Le rapport de Jean-Louis Beffa à Jacques Chirac a donné lieu à la création d’une agence pour l’innovation industrielle doté d’un joli budget. Ce rapport a été discuté dans la blogosphère.
Certains ont été notamment surpris de l’absence d’un axe prioritaire « Technologies de l’Information et de la Communication » dans ce rapport et ont souligné combien d’autres pays avaient au contraire misé sur l’innovation dans les TIC, les STIC (Sciences et …), les NTIC (Nouvelles… ce qui fait déjà un peu ancien).
Histoire d’apporter ma pierre à l’édifice de la critique (constructive), voici deux documents qui soulignent l’importance prioritaire que les TIC devraient avoir dans une politique d’innovation industrielle en France.
Le premier est un rapport d’étude du conseil stratégique des technologies de l’information auprès du premier ministre, portant sur les politiques de R&D sur les STIC dans les grands pays industriels. Il montre que l’Europe est largement en retard par rapport au Japon et aux USA en matière de R&D sur les NTIC.

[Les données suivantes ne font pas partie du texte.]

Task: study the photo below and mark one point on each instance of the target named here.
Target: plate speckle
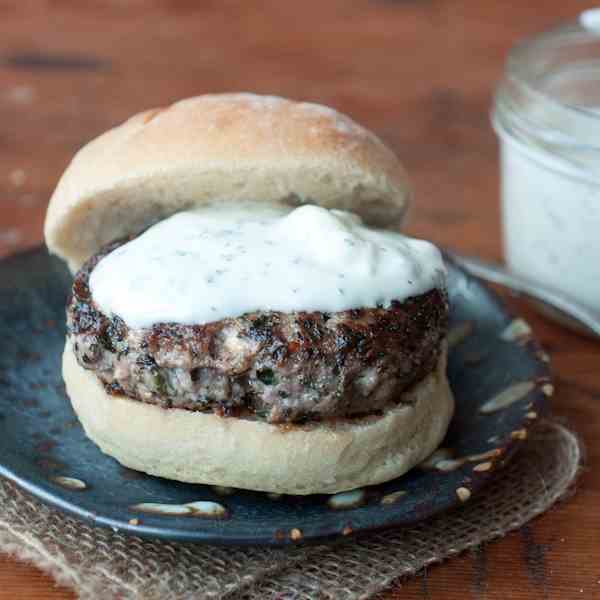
(347, 500)
(463, 493)
(71, 483)
(33, 291)
(506, 397)
(518, 331)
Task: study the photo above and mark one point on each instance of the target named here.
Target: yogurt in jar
(547, 116)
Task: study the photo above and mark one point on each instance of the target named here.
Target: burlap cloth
(98, 563)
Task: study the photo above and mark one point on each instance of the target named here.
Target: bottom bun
(318, 457)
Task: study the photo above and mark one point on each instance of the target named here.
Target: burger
(243, 310)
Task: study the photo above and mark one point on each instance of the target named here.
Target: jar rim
(525, 54)
(550, 93)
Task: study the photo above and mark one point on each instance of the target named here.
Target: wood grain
(421, 73)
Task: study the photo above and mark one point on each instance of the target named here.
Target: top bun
(230, 146)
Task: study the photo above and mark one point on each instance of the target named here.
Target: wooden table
(419, 72)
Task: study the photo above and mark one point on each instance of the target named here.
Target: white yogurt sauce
(225, 260)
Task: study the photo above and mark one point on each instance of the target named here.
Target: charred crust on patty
(280, 367)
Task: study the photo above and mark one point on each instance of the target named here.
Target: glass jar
(547, 117)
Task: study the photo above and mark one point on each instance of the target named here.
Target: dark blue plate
(498, 374)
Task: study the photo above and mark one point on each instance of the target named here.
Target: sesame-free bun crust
(325, 457)
(227, 146)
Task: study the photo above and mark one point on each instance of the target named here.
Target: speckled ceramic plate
(498, 374)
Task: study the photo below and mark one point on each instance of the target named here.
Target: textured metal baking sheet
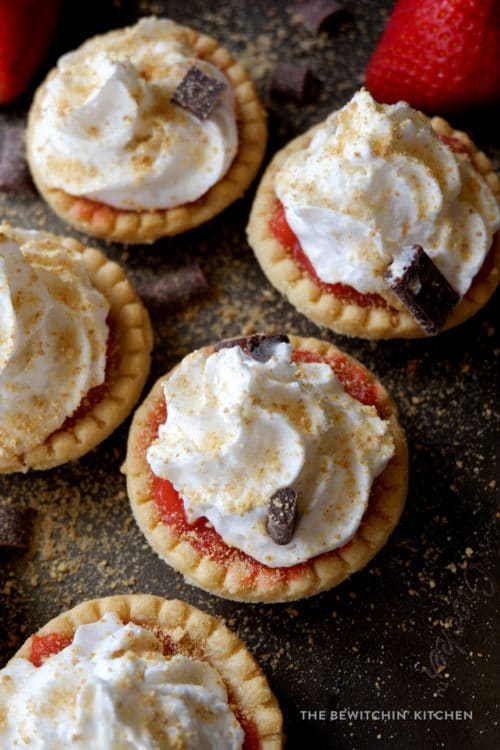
(404, 651)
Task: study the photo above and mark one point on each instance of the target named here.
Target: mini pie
(127, 358)
(199, 552)
(338, 306)
(184, 631)
(105, 218)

Le deuxième document est le bulletin de juin 2005 du centre d’analyse statistique du Canada, portant sur l’innovation. Il indique :
Les résultats de l’Enquête sur l’innovation de 2003, qui portait sur l’innovation dans certaines industries de services, montrent que les établissements des industries de services des TIC sont les plus susceptibles d’être innovateurs. Au Canada, les trois industries où les taux d’innovation étaient les plus élevés appartenaient toutes aux TIC.

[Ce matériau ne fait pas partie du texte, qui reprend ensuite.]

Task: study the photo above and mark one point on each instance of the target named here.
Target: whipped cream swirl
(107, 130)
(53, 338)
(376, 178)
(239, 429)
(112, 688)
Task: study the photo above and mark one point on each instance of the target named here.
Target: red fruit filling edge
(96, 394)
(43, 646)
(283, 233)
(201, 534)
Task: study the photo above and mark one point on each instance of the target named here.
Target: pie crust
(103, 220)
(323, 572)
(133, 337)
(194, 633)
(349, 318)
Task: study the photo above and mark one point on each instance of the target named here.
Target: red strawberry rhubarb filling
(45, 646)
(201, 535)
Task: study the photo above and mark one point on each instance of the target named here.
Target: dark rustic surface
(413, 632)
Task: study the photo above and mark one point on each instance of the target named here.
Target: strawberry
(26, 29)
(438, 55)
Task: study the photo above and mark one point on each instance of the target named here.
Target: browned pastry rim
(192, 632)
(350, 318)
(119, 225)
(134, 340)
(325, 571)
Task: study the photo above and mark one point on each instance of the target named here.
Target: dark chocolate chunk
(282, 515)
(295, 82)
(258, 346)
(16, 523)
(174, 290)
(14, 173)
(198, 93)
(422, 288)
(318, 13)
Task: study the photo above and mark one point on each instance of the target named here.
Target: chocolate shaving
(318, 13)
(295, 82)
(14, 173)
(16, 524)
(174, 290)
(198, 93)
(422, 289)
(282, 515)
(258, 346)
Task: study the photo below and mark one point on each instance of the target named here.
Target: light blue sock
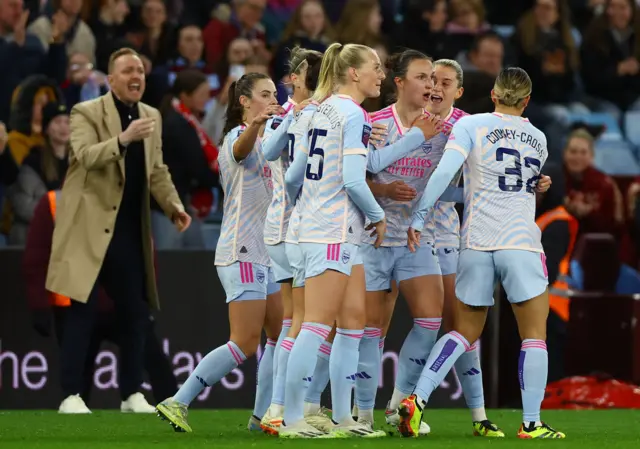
(264, 388)
(533, 367)
(286, 325)
(281, 378)
(320, 375)
(343, 367)
(213, 367)
(368, 372)
(302, 363)
(414, 352)
(470, 375)
(444, 354)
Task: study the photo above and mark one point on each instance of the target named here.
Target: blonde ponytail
(326, 79)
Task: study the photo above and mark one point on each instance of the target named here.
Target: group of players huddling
(329, 211)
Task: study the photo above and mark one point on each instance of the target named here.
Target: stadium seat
(616, 158)
(596, 265)
(631, 128)
(612, 128)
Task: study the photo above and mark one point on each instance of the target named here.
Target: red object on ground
(591, 392)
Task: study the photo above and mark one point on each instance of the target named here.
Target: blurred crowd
(583, 57)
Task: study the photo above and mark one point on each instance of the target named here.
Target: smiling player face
(445, 90)
(415, 89)
(370, 75)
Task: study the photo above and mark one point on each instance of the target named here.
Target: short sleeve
(460, 138)
(356, 132)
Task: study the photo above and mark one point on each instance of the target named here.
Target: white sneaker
(136, 403)
(320, 420)
(74, 405)
(350, 429)
(300, 430)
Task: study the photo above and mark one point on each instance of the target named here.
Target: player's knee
(248, 343)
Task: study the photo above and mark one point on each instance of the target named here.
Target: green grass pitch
(217, 429)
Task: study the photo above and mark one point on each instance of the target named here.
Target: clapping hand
(137, 130)
(430, 126)
(182, 220)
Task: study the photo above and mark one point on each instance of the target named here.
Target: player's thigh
(375, 305)
(524, 278)
(297, 297)
(475, 279)
(450, 300)
(296, 261)
(286, 292)
(327, 271)
(523, 274)
(245, 281)
(275, 308)
(448, 259)
(378, 266)
(390, 304)
(353, 313)
(246, 319)
(420, 282)
(469, 320)
(282, 270)
(531, 317)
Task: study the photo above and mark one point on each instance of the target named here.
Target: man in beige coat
(103, 233)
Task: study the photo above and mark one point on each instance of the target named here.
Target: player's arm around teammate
(335, 195)
(488, 143)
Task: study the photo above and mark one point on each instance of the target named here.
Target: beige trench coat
(91, 197)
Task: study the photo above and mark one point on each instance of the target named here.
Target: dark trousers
(161, 378)
(122, 276)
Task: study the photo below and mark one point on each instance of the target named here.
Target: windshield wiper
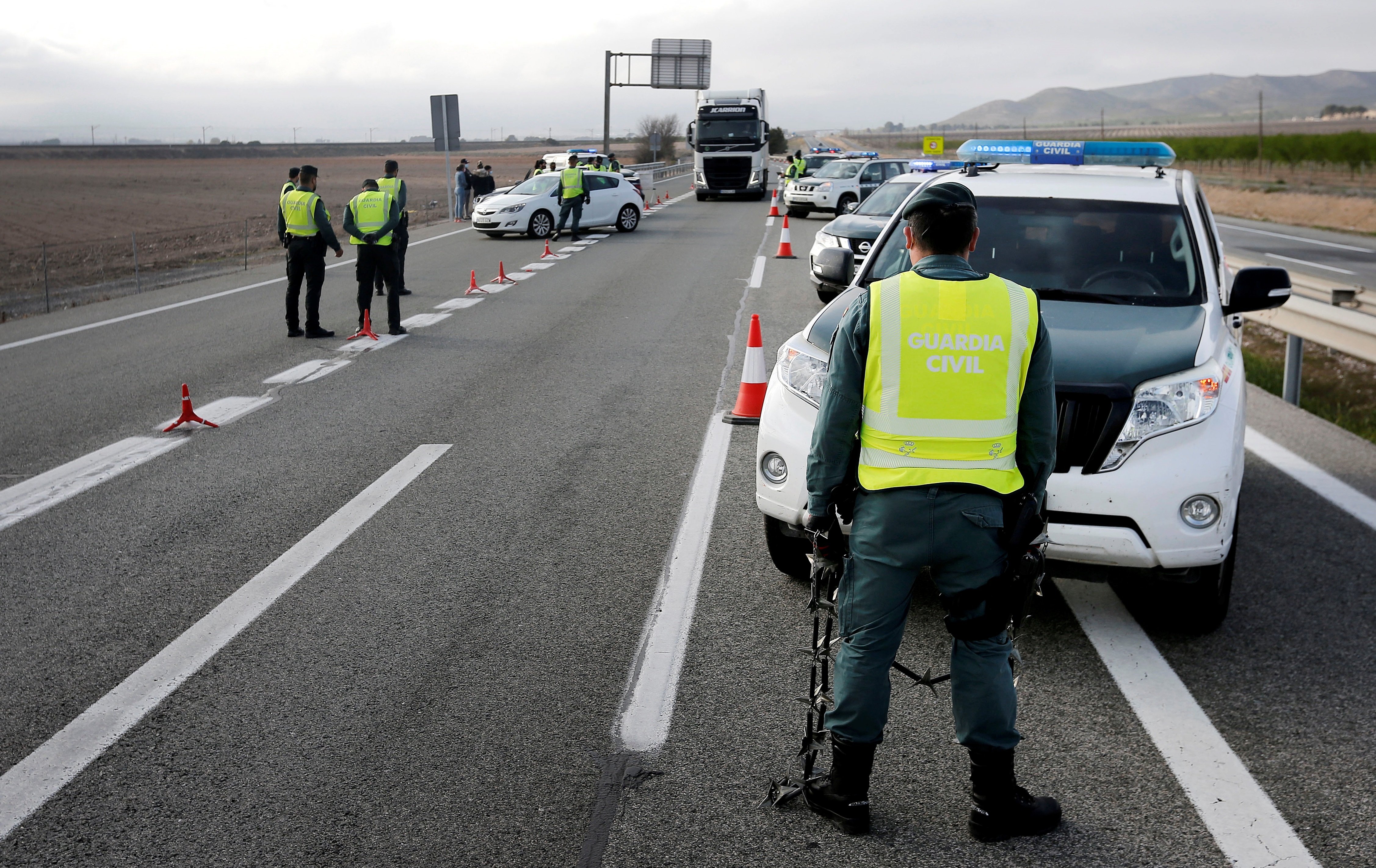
(1050, 294)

En l’occurence, il s’agit des éditeurs logiciels, des opérateurs satellite ou Internet et, dans une moindre mesure, des SSII et du conseil, des bureaux d’études, sociétés d’ingénierie ou de R&D et, enfin, des grossistes-distributeurs high-tech. Il me semble donc que l’agence française pour l’innovation industrielle néglige l’innovation dans l’industrie des services en ne prévoyant aucune priorité politique pour les TIC alors que, dans des pays tels que le Canada, les TIC sont perçues comme un secteur prioritaire d’innovation. On dit que les grands capitaines d’industrie, tels que M. Beffa, ne voient parfois dans l’informatique qu’un « mal nécessaire » (à la bonne gestion, notamment financière, des industries « lourdes »). Ceci explique-t-il cela ?
PS : Au passage, dans le document canadien, vous noterez que
les entreprises qui sont situées à proximité d’entreprises rivales ou d’universités ne sont pas plus
innovatrices que les autres de la même industrie, sauf quand la distance est extrêmement courte.

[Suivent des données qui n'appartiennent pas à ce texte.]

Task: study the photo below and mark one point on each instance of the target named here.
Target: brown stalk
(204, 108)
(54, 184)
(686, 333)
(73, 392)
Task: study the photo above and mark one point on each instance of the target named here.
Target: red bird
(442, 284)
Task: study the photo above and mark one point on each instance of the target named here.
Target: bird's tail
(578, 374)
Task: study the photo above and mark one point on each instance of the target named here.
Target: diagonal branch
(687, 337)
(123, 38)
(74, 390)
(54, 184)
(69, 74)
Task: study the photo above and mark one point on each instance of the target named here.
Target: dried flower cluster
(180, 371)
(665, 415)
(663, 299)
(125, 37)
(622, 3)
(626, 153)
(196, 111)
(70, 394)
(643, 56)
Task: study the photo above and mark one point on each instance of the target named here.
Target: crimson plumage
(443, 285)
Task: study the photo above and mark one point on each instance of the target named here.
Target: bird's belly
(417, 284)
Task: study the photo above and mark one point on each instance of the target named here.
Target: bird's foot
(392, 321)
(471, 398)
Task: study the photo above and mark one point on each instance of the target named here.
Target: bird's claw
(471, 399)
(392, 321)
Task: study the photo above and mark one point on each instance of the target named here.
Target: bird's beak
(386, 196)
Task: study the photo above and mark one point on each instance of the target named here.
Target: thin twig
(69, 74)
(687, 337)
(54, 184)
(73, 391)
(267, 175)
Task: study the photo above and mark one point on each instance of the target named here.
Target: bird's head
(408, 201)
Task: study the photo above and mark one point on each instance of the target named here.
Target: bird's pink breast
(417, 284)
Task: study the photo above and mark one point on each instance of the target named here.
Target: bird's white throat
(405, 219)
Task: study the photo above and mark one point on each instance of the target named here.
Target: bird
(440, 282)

Il est précisé, un peu plus loin :
La proximité avec des entreprises rivales ou des universités semble favoriser l’innovation uniquement lorsque les distances sont très courtes (quelques centaines de mètres). Et même dans ces cas, la proximité n’a des répercussions que sur certains types d’innovations. La proximité étroite avec des entreprises rivales semble favoriser l’imitation plutôt que les innovations originales, tandis que la proximité étroite avec des universités semble favoriser les innovations originales plutôt que les imitations.
Alors, que penser de cet autre volet des politiques françaises de soutien à la R&D, qui passe par le développement de « pôles de compétitivité » censés rapprocher physiquement entreprises rivales et universités ? Le fond a certainement du bon. Mais a-t-on pensé à prescrire une distance limite au-delà desquels le pôle n’a plus de sens ni d’intérêt ?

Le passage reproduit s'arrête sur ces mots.